The amount of heat energy radiated by a metal at temperature T is E. When the temperature is increased to 3T, energy radiated is

To solve the problem, we will use Stefan's Law of radiation, which states that the amount of heat energy radiated by a black body is directly proportional to the fourth power of its absolute temperature. ### Step-by-Step Solution: 1. **Understand the relationship from Stefan's Law**: According to Stefan's Law, the energy radiated \( E \) by a body is given by: \[ E = \sigma A T^4 \] where \( \sigma \) is the Stefan-Boltzmann constant, \( A \) is the surface area, and \( T \) is the absolute temperature. 2. **Initial Condition**: At the initial temperature \( T \), the energy radiated is given as \( E \). Therefore, we can express it as: \[ E = K T^4 \] where \( K = \sigma A \) is a constant. 3. **New Condition**: When the temperature is increased to \( 3T \), we need to find the new energy radiated, which we will denote as \( E' \).
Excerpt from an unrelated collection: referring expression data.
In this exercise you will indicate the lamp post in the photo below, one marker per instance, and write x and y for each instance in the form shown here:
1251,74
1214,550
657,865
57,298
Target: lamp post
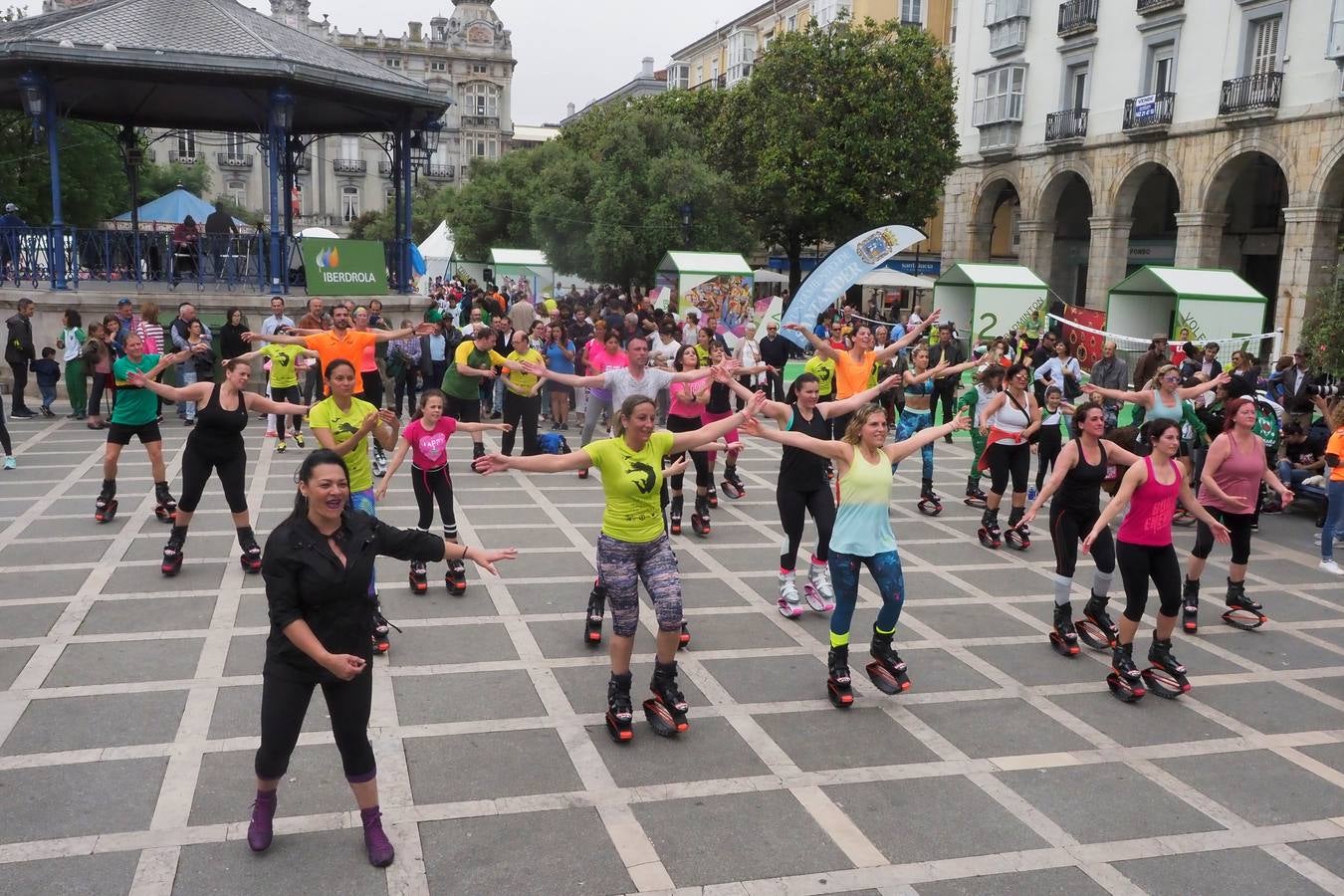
131,154
280,121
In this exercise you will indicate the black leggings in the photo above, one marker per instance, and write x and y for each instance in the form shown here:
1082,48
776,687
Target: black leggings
521,408
287,394
434,485
1137,564
793,507
195,473
1008,460
283,707
699,458
1070,527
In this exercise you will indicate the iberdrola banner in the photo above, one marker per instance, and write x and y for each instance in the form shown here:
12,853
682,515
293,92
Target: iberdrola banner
841,269
344,266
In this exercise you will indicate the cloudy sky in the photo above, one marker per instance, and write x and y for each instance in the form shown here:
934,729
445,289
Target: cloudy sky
566,50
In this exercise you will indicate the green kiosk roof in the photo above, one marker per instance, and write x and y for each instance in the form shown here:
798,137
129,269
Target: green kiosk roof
1189,283
1014,276
706,264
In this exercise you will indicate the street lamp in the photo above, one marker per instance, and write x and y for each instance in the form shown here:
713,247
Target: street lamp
34,96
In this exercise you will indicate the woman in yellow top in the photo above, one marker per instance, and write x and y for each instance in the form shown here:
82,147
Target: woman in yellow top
522,403
633,546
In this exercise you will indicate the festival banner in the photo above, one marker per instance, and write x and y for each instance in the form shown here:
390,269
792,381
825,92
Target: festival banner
1086,345
841,269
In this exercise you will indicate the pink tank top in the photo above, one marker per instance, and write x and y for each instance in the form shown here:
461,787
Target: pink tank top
1149,519
1239,476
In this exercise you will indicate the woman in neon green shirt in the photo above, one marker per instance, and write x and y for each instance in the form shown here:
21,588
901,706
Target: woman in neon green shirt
634,547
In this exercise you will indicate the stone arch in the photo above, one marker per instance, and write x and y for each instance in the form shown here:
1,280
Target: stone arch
1228,165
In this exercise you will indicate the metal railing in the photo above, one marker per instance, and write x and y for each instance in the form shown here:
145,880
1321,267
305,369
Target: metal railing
1077,16
1153,111
1067,123
1251,93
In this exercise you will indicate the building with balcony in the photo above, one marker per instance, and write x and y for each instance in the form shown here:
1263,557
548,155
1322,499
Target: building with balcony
1213,137
467,55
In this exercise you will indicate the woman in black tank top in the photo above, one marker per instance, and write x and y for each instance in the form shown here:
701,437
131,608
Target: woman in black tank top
1075,484
803,488
217,445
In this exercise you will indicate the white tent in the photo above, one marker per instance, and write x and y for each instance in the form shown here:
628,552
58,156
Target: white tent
437,250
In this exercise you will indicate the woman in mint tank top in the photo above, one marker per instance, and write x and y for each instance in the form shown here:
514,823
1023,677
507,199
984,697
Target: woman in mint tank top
862,537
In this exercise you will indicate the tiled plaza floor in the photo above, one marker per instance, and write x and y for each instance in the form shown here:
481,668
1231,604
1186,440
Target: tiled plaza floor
129,715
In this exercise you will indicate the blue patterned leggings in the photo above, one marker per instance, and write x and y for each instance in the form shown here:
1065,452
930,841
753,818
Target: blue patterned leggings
844,576
914,422
622,564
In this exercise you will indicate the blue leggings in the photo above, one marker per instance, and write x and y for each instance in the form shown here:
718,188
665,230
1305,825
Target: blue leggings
910,423
844,577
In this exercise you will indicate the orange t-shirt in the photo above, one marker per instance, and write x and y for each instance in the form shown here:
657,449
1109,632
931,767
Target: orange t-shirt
852,376
1336,448
331,346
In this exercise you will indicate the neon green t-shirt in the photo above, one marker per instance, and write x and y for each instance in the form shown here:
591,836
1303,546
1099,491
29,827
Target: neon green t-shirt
632,483
342,425
283,358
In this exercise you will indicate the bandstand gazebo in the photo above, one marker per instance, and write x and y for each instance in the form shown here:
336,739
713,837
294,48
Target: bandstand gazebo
212,65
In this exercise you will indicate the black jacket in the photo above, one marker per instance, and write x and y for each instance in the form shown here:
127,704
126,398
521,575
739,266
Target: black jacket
306,580
18,345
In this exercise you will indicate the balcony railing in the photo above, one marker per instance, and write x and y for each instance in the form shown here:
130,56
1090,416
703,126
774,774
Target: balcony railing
1149,113
1077,16
1068,125
1251,95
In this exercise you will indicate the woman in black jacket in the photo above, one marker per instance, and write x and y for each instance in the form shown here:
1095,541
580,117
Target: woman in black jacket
316,568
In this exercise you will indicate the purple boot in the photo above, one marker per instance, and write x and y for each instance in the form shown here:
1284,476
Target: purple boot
380,852
258,830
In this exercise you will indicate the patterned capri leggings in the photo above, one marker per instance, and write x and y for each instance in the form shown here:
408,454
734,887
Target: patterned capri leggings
622,564
914,422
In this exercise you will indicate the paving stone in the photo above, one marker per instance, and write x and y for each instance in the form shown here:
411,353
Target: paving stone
486,766
932,818
1259,786
1218,872
148,614
1017,727
329,861
480,854
437,645
73,800
698,848
1051,881
96,664
870,738
110,720
1136,806
465,697
95,875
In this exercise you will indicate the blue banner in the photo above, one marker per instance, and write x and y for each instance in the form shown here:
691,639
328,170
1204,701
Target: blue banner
841,269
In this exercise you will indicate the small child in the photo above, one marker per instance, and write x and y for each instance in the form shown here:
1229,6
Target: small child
47,371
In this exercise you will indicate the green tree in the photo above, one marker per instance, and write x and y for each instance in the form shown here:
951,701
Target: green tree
836,131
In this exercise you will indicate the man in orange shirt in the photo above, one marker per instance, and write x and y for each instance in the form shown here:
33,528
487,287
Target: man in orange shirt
341,341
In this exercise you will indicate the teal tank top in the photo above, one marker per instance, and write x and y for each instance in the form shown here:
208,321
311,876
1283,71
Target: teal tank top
863,522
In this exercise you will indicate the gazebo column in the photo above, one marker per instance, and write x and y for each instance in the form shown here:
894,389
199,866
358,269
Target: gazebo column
403,237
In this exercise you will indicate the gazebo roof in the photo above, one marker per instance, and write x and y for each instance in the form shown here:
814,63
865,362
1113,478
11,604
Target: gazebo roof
203,64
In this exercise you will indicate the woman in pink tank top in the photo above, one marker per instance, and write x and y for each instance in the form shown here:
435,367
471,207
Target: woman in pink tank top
1228,489
1144,553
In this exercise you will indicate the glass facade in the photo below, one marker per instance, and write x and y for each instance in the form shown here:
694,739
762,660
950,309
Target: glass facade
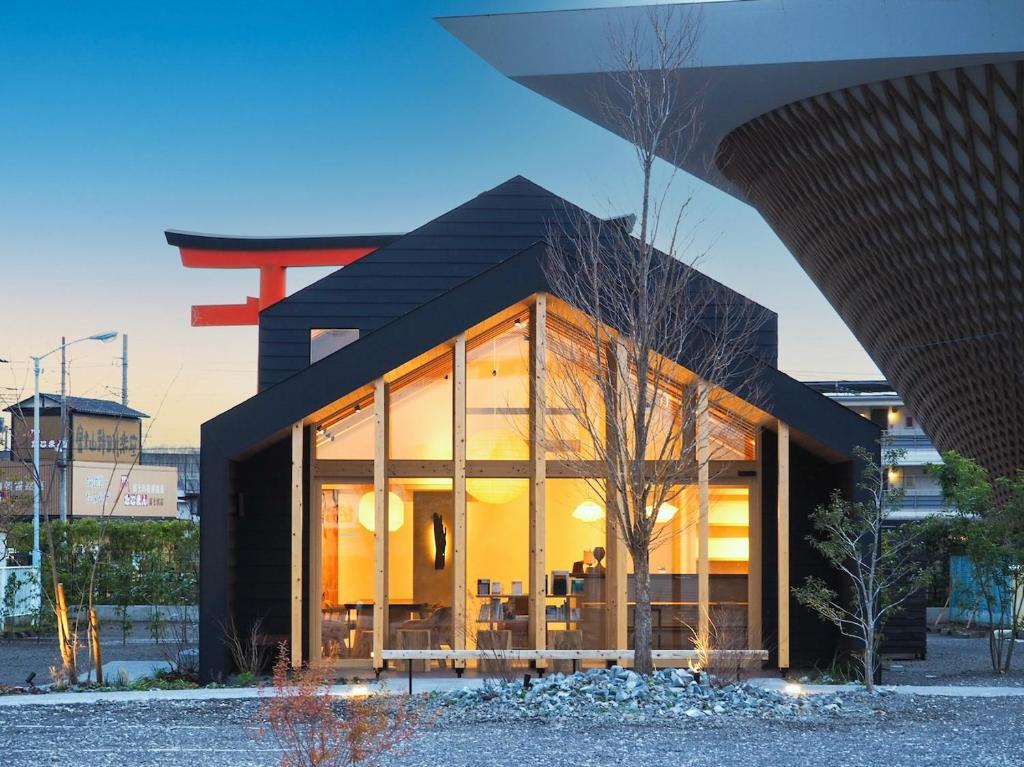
420,567
346,571
574,553
498,566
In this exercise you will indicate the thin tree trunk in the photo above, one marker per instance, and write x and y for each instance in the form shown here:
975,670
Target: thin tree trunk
642,662
869,666
64,632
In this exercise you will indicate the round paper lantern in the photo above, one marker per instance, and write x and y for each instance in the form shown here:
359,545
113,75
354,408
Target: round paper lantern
589,511
395,512
665,513
497,444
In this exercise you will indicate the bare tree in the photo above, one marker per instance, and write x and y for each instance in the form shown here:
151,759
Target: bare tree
647,333
881,564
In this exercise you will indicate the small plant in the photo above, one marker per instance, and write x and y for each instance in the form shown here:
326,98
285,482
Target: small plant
59,677
313,730
248,650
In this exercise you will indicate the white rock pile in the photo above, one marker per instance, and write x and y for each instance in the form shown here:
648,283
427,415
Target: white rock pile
624,694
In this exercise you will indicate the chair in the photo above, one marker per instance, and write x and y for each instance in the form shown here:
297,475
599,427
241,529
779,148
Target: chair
564,640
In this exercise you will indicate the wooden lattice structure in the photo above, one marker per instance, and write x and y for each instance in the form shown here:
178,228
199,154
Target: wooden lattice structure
903,202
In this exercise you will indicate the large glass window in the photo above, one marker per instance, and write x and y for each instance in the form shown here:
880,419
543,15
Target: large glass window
576,547
674,561
498,565
498,392
573,396
348,434
673,567
420,566
347,570
421,412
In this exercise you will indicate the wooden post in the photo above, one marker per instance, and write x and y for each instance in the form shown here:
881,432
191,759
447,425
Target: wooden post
616,578
702,444
755,639
380,521
64,634
783,546
459,498
617,574
295,640
538,508
314,590
94,641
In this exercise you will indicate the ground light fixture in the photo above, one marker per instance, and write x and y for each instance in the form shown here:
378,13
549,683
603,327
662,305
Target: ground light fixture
589,511
665,513
105,337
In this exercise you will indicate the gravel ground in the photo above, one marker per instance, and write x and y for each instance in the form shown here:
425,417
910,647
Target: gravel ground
900,730
955,661
18,657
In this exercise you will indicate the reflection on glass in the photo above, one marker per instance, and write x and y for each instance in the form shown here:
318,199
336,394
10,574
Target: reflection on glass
498,393
420,567
576,544
674,570
348,434
498,568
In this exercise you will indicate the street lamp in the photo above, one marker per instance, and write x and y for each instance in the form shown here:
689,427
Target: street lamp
36,485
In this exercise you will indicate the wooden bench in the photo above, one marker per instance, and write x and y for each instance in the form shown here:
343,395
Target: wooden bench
609,656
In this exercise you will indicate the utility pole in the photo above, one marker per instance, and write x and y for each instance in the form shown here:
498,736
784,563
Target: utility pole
124,370
62,453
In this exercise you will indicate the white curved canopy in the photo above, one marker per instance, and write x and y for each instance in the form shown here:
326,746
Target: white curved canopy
752,55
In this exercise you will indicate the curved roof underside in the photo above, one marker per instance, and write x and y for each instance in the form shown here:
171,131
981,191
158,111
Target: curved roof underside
752,55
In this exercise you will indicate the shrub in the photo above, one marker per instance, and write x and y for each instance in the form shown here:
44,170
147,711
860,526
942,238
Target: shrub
313,730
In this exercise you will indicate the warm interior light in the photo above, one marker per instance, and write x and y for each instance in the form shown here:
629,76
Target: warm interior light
665,513
589,511
497,444
729,549
395,511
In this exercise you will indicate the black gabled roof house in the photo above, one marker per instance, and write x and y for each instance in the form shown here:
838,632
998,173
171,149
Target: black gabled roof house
406,298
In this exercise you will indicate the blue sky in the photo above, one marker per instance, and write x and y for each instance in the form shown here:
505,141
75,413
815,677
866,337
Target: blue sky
119,120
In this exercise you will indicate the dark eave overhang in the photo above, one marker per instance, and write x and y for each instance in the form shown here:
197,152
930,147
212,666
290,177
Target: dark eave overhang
266,417
198,241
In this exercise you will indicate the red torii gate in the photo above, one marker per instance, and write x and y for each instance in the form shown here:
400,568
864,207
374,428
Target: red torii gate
272,256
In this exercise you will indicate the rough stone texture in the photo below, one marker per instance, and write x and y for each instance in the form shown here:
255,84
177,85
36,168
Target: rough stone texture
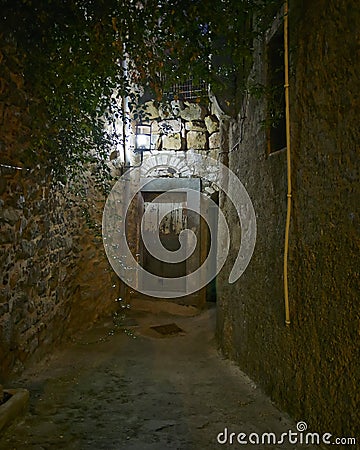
171,142
311,368
196,140
214,141
156,392
53,277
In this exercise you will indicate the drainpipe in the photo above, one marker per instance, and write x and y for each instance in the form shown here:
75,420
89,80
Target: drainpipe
288,159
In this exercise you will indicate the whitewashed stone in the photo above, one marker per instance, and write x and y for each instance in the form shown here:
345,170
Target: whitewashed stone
195,126
214,141
192,111
212,124
171,142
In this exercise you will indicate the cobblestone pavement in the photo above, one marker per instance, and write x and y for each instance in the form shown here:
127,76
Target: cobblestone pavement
155,392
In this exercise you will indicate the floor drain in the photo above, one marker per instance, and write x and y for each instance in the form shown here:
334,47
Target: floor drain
168,329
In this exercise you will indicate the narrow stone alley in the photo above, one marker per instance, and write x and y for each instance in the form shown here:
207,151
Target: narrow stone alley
143,390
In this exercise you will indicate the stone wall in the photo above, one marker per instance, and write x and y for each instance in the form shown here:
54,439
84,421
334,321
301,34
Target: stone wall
54,276
311,368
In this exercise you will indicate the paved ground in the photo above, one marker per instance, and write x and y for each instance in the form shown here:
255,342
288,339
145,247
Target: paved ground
157,392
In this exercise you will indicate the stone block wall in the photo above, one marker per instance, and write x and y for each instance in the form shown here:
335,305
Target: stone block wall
183,126
54,276
311,369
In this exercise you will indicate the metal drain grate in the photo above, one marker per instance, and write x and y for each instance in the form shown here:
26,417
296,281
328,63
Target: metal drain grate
168,329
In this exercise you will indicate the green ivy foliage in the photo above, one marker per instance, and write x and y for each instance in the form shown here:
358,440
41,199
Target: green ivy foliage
73,54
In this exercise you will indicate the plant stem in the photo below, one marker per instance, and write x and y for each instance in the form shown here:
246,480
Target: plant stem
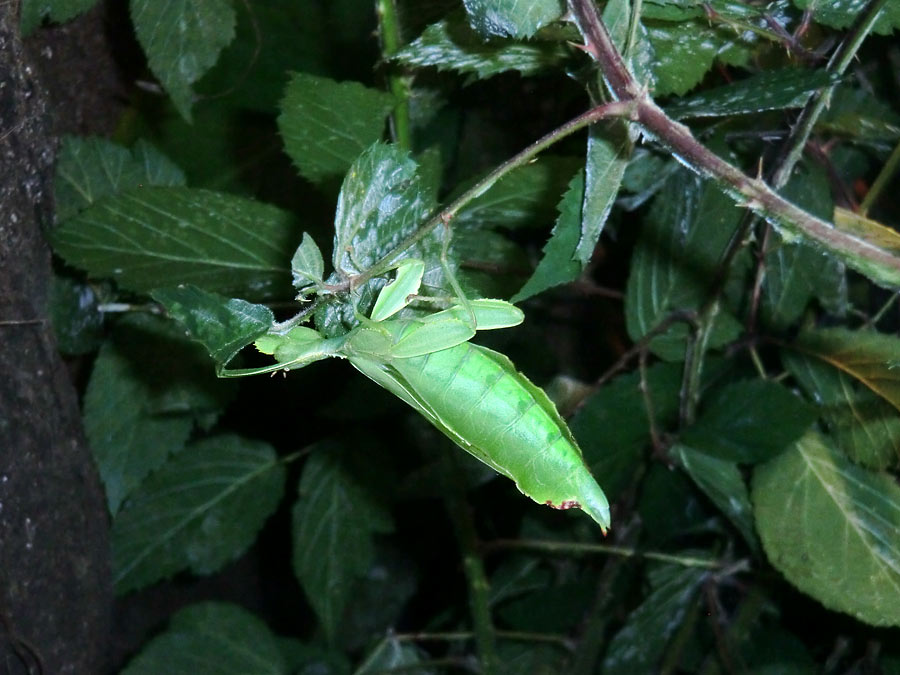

Using the same formula, we can express \( E' \) as: \[ E' = K (3T)^4 \] 4. **Calculate \( (3T)^4 \)**: \[ (3T)^4 = 3^4 T^4 = 81 T^4 \] 5. **Substituting back into the equation for \( E' \)**: \[ E' = K \cdot 81 T^4 \] 6. **Relate \( E' \) to \( E \)**: Since we know \( E = K T^4 \), we can substitute this into our equation for \( E' \): \[ E' = 81 E \] ### Final Answer: The energy radiated when the temperature is increased to \( 3T \) is: \[ E' = 81E \]